Os cachorros devem ficar com a mãe até aos 40 dias?

"Não há um período específico que o animal tenha de ficar com a sua progenitora, tanto no gatinho como no cão. Claro que os animais jovens favorecem em vários aspetos o convívio com a sua progenitora e com os irmãos. Da progenitora irá receber o alimento mais adaptado a ele. Há o desmame, que é da terceira à oitava semana de vida, quando passam para o alimento sólido. Em teoria, com o alimento sólido introduzido, poderiam ir para uma nova família. Mas o convívio com os irmãos e com a progenitora - e isto é mais a parte comportamental - faz que eles também possam moldar o seu comportamento natural, de hierarquia, de socialização e outras etapas de crescimento poderão sair reforçadas desse convívio. Como médico veterinário, recomendaria no mínimo entre seis a oito semanas. Mas depende de animal para animal, de ninhada para ninhada, de tutor para tutor, da própria raça."

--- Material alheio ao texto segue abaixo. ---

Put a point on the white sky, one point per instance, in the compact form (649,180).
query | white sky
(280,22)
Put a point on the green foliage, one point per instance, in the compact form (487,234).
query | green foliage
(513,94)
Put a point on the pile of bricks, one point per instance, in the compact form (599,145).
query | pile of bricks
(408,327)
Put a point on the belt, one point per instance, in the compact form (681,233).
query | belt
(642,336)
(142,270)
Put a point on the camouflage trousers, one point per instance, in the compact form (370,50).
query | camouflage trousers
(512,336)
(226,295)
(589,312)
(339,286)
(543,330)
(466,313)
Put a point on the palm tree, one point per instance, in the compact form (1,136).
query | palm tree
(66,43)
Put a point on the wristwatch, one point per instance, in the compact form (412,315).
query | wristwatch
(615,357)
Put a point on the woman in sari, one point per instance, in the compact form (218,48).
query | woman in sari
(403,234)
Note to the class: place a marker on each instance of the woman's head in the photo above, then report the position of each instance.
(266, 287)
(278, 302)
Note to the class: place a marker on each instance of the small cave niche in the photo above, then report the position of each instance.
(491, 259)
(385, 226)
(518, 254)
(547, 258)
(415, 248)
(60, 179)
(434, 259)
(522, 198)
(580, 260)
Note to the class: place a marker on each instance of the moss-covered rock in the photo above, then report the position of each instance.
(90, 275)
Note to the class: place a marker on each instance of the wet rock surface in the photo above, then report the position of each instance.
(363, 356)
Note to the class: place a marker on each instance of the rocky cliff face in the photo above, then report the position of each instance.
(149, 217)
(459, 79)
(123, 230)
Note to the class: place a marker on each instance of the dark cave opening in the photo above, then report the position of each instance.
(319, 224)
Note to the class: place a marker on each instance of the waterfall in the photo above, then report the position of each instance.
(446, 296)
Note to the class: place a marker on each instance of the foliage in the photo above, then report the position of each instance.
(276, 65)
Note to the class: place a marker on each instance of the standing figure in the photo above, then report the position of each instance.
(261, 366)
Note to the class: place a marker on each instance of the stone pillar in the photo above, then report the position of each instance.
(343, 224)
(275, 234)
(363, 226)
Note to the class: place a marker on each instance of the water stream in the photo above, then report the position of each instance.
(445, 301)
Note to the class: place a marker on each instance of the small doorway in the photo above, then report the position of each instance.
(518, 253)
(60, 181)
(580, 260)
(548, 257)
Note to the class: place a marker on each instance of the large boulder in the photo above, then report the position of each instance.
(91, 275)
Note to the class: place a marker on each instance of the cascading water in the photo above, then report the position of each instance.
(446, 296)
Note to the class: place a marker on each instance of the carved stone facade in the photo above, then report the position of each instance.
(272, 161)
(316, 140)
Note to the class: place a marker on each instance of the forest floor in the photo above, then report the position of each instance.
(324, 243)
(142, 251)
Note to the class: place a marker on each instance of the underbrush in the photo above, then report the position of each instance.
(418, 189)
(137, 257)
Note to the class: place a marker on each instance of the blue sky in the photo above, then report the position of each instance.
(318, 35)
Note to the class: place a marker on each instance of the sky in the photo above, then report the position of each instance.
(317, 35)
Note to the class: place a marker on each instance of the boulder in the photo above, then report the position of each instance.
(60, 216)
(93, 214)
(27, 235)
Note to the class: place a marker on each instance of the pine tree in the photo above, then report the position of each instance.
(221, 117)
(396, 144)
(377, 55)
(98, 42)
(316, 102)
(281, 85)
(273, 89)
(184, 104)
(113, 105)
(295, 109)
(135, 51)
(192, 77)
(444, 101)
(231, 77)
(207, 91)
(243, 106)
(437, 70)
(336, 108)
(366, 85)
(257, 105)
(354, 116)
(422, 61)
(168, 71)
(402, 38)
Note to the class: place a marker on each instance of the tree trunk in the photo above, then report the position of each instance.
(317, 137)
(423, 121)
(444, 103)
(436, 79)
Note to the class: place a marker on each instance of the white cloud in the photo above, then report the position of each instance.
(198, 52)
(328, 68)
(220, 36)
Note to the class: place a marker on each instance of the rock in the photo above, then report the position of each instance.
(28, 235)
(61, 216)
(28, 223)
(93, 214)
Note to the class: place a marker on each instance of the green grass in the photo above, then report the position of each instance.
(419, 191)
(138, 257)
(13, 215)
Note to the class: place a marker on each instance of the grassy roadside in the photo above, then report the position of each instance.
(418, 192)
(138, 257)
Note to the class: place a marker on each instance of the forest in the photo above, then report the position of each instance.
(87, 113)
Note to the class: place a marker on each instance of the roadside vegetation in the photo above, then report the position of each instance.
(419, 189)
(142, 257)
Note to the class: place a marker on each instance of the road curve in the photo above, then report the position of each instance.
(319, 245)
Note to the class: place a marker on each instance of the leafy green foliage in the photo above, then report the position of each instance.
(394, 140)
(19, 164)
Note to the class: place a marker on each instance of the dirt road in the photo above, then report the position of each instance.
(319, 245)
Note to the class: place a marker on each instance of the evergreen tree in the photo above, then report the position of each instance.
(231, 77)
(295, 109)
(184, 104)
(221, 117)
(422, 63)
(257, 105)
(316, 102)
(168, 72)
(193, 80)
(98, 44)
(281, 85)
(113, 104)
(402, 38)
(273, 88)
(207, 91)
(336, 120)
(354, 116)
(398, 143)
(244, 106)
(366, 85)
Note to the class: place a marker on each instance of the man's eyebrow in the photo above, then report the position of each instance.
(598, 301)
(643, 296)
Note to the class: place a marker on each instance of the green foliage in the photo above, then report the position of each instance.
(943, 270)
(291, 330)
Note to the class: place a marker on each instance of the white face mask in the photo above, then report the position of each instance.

Os gatos são intolerantes à lactose?

"Não é que sejam intolerantes. O que acontece é que, quando os gatinhos e os cachorros nascem, nascem preparados para uma dieta líquida, o leite materno, e o açúcar que eles aproveitam do leite materno chama-se lactose e quando eles são pequeninos têm uma enzima que se chama lactasse que permite como que desdobrar em pedacinhos pequeninos e absorvê-la. Conforme vão crescendo vão tendo o fenómeno do desmame. Entre a terceira e a oitava semanas o organismo começa a produzir menos lactase porque vai passar para um alimento sólido, onde o açúcar, em vez de se chamar lactase, se chama glucose. Faz parte da biologia, estava preparado para uma dieta líquida, depois desenvolveu-se para ingerir alimento sólido. Como a lactose não é digerida, provoca diarreias. Não há intolerância, o gatinho e o cachorro só estão preparados para digerir leite até aos dois meses de vida."

E quanto ao glúten?

"Está muito em voga na medicina humana falar-se de sem glúten. As pessoas projetam essas coisas nos seus animais. Não há nenhuma evidência científica de que o gato e o cão sejam intolerantes ao glúten. Há uma linhagem familiar do setter irlandês que tem uma doença semelhante à doença de Crohn. Não há tolerância ao glúten dos cães e gatos. É mito. O glúten é apenas proteína de origem vegetal que até é de elevada digestibilidade e tem muito interesse alimentar, tanto em medicina humana como em veterinária."

Os gatos devem comer ração e não comida feita em casa?

"No gato é ainda mais importante que o alimento seja equilibrado porque tem maiores restrições alimentares do que o cão. Isto é, são mais exigentes em termos de certos nutrientes, por exemplo a taurina, um aminoácido que é essencial para o gato e mais nenhuma espécie. Ao dar uma alimentação caseira, corremos o risco de estar a subnutrir o gato em taurina, que está envolvida no poder antioxidante, no funcionamento do miocárdio e em muitíssimas coisas num gato. Por isso, recomenda-se que o gato coma um alimento completo e de elevada digestibilidade. Pode ser um alimento seco e combinar com alimento húmido, visto que o gato espontaneamente consome pouca água." Thierry Correia acrescenta que um gato gosta de comer de 12 até 18 porções de comida por dia. "Na brincadeira, costumamos dizer que o gato é um animal petiscador." Salienta ainda que há quem esteja a tornar o seu gato vegan, alertando para o facto de que tal é um perigo para a vida do felino. "O gato é um carnívoro estrito, precisa de elevados teores de proteínas."

A ração que incha na água não é aconselhável?

"Foi a maior barbárie que já ouvi na minha vida. O que é um extrusado? É um alimento desidratado. Se o meter o floco na água, ele incha porque capta esse líquido. É impossível fazer-se croquetes sem hidratos de carbono. Um bom extrusado incha em contacto com a água. 99,9% dos produtos com extrusado vão inchar."